Your examples/second is small because you are running this on CPU, not GPU. Try running it in Google Colab if you do not have access to a GPU. Also, that value is not really indicative of examples per epoch but rather it is the speed at which examples are training the model and that is why it won’t significantly effect your final AUC and hit-rate results.
Hi, The paper didn’t say the W’ in the output layer come from another embedding matrix. It is a purely fully connected layer in the paper. However, in this chapter, the v’ in the output layers comes from embedding matrix? could you elaborate that? many thanks!
Hi, thanks for the tutorial!
I think there is a typo in line 2762, it should be all_items = set([i for i in range(num_items)]) not all_items = set([i for i in range(num_users)])
In my opinion, the function of the embedding matrix and fully connected layer is exactly the same. The purpose of using the embedding matrix here is likely to cut down the computing complexity. Since when we use an embedding matrix, we can retrieve the embedding of a specific item conveniently. In this way, we can avoid calculating the result of linear layer for every item.

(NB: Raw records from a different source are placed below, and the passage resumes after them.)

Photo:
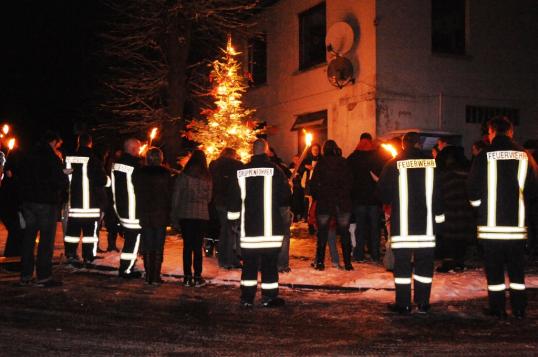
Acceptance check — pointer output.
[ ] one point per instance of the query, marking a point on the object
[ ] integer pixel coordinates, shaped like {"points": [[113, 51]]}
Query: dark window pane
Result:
{"points": [[448, 26], [312, 30], [257, 60]]}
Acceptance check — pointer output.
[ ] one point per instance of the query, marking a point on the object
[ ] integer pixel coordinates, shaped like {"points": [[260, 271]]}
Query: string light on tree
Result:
{"points": [[229, 124]]}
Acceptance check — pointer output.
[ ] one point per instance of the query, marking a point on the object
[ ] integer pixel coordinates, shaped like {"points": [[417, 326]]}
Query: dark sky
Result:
{"points": [[49, 64]]}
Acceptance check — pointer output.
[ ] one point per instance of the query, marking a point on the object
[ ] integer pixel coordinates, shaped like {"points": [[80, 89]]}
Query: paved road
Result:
{"points": [[94, 314]]}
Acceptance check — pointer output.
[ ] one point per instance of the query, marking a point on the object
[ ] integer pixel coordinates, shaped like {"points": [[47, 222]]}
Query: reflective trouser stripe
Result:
{"points": [[423, 279], [497, 287], [69, 239], [516, 286], [269, 286], [249, 282], [402, 280]]}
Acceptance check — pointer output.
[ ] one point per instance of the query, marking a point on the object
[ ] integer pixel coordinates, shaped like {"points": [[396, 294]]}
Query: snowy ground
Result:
{"points": [[375, 282]]}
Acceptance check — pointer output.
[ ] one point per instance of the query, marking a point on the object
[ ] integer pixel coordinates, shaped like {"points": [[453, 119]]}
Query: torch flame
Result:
{"points": [[153, 133], [142, 149], [390, 149], [308, 137]]}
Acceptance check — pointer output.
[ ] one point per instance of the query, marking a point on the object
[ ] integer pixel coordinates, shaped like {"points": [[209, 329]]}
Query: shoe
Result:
{"points": [[187, 281], [498, 313], [273, 302], [423, 308], [199, 282], [402, 310], [518, 314], [246, 304], [132, 275], [48, 283]]}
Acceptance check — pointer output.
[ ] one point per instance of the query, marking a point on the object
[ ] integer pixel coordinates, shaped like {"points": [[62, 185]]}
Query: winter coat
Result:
{"points": [[42, 177], [190, 198], [255, 198], [410, 183], [87, 183], [331, 185], [364, 163], [123, 190], [153, 190], [223, 173], [502, 178]]}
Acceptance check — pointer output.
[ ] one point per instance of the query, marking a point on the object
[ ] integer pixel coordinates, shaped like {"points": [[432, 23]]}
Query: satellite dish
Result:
{"points": [[340, 72], [339, 39]]}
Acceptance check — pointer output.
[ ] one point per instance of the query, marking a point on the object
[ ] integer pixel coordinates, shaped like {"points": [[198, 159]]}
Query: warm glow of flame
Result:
{"points": [[308, 137], [153, 133], [143, 149], [390, 149]]}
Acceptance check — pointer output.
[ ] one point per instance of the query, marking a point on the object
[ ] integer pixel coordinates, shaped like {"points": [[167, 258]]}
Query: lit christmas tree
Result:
{"points": [[229, 124]]}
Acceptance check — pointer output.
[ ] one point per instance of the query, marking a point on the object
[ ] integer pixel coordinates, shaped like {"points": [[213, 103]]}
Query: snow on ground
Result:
{"points": [[373, 279]]}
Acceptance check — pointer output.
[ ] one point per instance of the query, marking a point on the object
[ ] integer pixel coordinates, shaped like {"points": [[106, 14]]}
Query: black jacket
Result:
{"points": [[42, 177], [153, 191], [87, 183], [255, 197], [364, 163], [502, 177], [223, 173], [410, 184], [331, 185], [123, 190]]}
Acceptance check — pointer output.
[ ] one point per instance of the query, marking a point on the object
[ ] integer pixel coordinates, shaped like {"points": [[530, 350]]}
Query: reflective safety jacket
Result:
{"points": [[255, 197], [502, 178], [123, 190], [87, 177], [409, 183]]}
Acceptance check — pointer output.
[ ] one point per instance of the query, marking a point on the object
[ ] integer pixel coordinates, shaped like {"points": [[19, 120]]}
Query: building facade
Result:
{"points": [[428, 64]]}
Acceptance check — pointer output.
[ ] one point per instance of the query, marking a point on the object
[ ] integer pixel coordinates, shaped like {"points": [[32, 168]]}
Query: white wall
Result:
{"points": [[499, 70]]}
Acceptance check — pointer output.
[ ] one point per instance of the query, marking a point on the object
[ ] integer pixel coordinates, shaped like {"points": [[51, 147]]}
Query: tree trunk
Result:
{"points": [[177, 53]]}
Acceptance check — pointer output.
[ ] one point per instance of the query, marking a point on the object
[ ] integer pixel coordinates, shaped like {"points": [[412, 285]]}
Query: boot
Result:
{"points": [[156, 270], [147, 267]]}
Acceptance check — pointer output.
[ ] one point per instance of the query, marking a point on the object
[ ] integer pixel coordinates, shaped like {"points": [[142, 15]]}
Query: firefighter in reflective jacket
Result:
{"points": [[255, 198], [502, 178], [87, 176], [125, 206], [409, 184]]}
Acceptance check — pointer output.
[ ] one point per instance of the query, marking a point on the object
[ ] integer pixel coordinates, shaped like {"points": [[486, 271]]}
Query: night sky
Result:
{"points": [[50, 65]]}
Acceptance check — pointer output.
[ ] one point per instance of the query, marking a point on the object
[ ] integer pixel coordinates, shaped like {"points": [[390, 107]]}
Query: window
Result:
{"points": [[315, 123], [312, 30], [257, 60], [448, 26], [480, 115]]}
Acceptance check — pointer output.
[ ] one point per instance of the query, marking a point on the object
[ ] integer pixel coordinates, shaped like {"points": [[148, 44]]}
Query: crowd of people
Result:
{"points": [[427, 206]]}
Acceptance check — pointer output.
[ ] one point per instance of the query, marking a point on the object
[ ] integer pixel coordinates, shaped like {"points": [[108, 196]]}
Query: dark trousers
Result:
{"points": [[89, 227], [228, 237], [39, 218], [266, 260], [129, 252], [15, 233], [367, 231], [192, 231], [422, 274], [284, 255], [497, 253], [342, 224]]}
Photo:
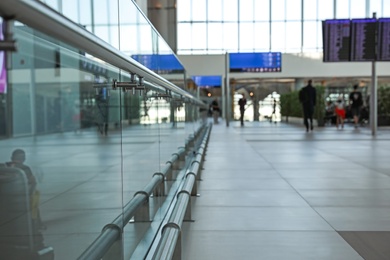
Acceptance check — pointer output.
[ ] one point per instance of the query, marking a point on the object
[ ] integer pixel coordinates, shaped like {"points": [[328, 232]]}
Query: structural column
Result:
{"points": [[162, 14]]}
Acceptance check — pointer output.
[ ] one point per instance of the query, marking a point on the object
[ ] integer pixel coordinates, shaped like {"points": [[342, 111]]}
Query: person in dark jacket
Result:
{"points": [[307, 97], [356, 101], [242, 104]]}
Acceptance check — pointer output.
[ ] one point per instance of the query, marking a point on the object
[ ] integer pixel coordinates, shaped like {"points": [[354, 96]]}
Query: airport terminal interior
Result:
{"points": [[122, 135]]}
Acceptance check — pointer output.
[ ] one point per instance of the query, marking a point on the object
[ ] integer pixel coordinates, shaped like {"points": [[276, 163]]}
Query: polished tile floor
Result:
{"points": [[273, 191]]}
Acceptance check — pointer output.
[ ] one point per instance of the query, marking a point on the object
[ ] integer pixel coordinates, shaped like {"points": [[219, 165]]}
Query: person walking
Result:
{"points": [[307, 97], [216, 110], [242, 103], [356, 102], [340, 112]]}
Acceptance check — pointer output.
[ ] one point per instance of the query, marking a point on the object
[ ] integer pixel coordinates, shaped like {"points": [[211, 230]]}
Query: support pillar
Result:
{"points": [[162, 14]]}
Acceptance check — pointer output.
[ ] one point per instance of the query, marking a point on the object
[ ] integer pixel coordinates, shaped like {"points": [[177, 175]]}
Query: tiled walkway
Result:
{"points": [[273, 191]]}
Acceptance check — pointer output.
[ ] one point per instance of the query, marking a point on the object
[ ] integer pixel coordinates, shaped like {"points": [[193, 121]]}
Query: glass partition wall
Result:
{"points": [[90, 147]]}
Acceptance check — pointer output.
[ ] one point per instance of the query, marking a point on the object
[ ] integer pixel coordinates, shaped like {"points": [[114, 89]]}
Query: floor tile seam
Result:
{"points": [[264, 231], [255, 207], [302, 197]]}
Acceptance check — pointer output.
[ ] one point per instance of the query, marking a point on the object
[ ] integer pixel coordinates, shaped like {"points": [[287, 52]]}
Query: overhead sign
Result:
{"points": [[255, 62]]}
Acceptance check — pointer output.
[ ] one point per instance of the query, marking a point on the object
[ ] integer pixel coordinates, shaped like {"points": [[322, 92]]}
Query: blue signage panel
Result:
{"points": [[255, 62], [207, 81], [160, 63]]}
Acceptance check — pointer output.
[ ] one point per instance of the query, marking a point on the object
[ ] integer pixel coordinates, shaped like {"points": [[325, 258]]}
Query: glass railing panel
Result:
{"points": [[61, 105]]}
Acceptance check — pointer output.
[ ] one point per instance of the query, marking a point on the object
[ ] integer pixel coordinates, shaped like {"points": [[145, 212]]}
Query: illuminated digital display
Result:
{"points": [[363, 39], [3, 70], [207, 81], [336, 40], [255, 62], [383, 39]]}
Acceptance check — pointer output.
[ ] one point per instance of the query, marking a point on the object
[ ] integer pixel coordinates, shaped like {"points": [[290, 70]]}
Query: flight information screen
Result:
{"points": [[255, 62], [336, 40], [383, 39], [363, 39]]}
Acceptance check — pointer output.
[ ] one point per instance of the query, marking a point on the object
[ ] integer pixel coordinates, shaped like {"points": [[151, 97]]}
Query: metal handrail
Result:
{"points": [[41, 17], [167, 246], [111, 232]]}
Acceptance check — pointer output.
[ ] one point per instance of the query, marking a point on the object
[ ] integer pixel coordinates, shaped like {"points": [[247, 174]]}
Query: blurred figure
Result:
{"points": [[203, 114], [21, 237], [307, 97], [18, 158], [273, 115], [216, 110], [356, 101], [340, 112], [242, 104]]}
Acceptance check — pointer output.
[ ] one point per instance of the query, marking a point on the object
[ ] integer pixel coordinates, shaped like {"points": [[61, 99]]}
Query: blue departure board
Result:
{"points": [[383, 39], [336, 40], [363, 39], [208, 81], [255, 62]]}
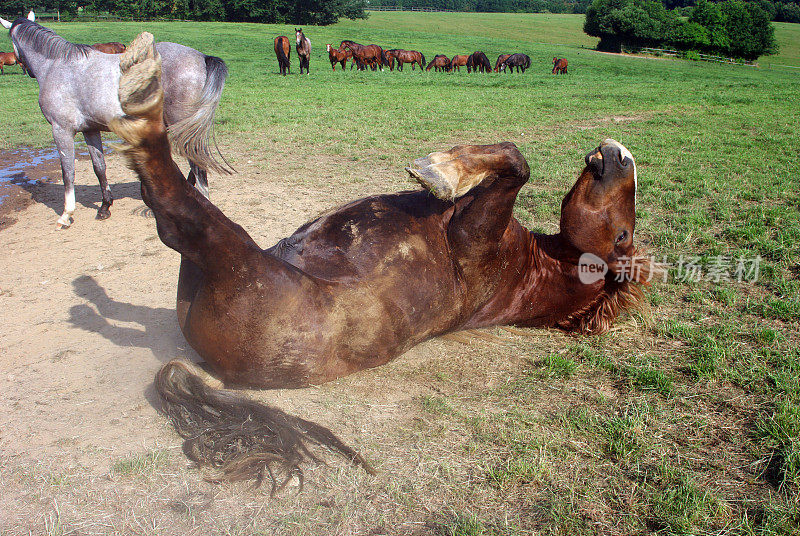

Hi. As far as I understand, the author of this tutorial compared the W’ in the paper to the item embedding matrix V in the tutorial. Because y(u,t) = W’ [z, pu] T+ b’ is similar to the dot product of item vector and user vector with an additional bias term. But the matrix V in this tutorial, which is self.Q_prime in model implementation code, is not a fixed embedding matrix but a model parameter. The value of each element in self.Q_prime is learned in the training process just as the paper indicated.